Would you please to tell at which firms the α-Fe₂O₃ and ZnO materials, as the first step agents have been purchased? It should be say that the ZnO materials have produced by the different firms with the different initial parameters. The procedure to make the Fe₂O₃:ZnO sputtering target (High Vacuum Magnetron Plasma System) is general and it is not contradicted with known technical approach. It is interesting the visualization data shown all technology steps in Figure 2: Schematic block diagram of the HPV sensor fabrication.

Experimental part. Gas sensing test section.

It is good! In the text body please tilt the Latin symbols, for example, the sensor yield and resistances values.

Experimental part. Characterization section.

SEM images of the Fe₂O₃:ZnO target material and SEM images of the Fe₂O₃:ZnO film can show for researchers the average pore sizes in the target and homogenously obtained system as film. EDX spectrum of the Fe₂O₃:ZnO target and the film is also very informative data.

Results and discussions section.

Study of the sensor response depended on the operating temperature; dynamic resistance behavior, sensor response via the change of the HPV concentration, etc. are useful.
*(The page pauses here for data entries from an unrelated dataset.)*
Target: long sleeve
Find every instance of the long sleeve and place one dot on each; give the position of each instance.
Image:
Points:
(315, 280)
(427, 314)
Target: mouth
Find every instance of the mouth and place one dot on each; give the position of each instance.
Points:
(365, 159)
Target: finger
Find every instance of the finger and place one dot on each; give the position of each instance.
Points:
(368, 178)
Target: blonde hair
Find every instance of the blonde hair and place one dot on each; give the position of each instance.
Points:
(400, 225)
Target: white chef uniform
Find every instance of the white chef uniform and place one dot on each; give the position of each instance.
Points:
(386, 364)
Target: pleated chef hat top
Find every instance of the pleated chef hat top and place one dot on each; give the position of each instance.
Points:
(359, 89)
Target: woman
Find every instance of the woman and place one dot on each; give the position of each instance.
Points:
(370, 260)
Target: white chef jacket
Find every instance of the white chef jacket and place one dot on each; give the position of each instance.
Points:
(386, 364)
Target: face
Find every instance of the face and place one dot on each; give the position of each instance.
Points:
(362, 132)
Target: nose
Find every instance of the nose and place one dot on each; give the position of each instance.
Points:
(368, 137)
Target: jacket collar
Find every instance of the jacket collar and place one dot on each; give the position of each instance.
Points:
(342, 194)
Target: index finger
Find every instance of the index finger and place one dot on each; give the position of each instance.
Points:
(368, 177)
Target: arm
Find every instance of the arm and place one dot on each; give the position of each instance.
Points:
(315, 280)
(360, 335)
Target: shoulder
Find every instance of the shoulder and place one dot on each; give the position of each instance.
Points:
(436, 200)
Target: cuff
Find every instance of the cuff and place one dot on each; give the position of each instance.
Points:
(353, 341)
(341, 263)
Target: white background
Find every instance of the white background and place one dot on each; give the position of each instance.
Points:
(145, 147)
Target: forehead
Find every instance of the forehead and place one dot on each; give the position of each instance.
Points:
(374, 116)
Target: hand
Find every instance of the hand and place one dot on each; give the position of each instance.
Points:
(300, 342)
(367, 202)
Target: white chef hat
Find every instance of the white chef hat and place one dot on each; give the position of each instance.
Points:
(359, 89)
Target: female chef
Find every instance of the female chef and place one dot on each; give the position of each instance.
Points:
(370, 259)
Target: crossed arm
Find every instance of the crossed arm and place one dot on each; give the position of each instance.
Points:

About the UV treatment. Generally, it is so strong influence of the UV conditions on the density of the materials and their energetic levels. Please explain in the details, how the refractive index can be change in your testing materials after UV use? May be you have created the grating in the materials body, that can influence on the sensor sensitive properties?

Data shown in Figure 12:Selectivity of the Fe2O3:ZnO sensor for HPV under UV irradiation at RT and real time response curves of the sensor to 1.5 ppm HPV and 130 ppm ammonia – can be used in the education process as well!

Conclusion part should be extended. It is not accumulate all good results obtained.

So, the paper is interesting for the specific area for the researchers and students. I can recommend to the authors to answer the questions mentioned above.  Thus, the paper can be published after minor corrections.

Comments for author File: Comments.pdf

Author Response

Dear Reviewer,

First of all, thank you very much for the MINOR REVISION and for the new scientifically weighty considerations and remarks. All new corrections and additions have been marked in bold in the text.

Author Response File: Author Response.pdf

Round 2

Reviewer 2 Report

The authors have answered all the points raised in my previous review and the paper is now clearer and ready to be published on Nanomaterials.

Reviewer 3 Report

Thanks to the authors for their revision of the manuscript weich can in my opinion be published as it is now.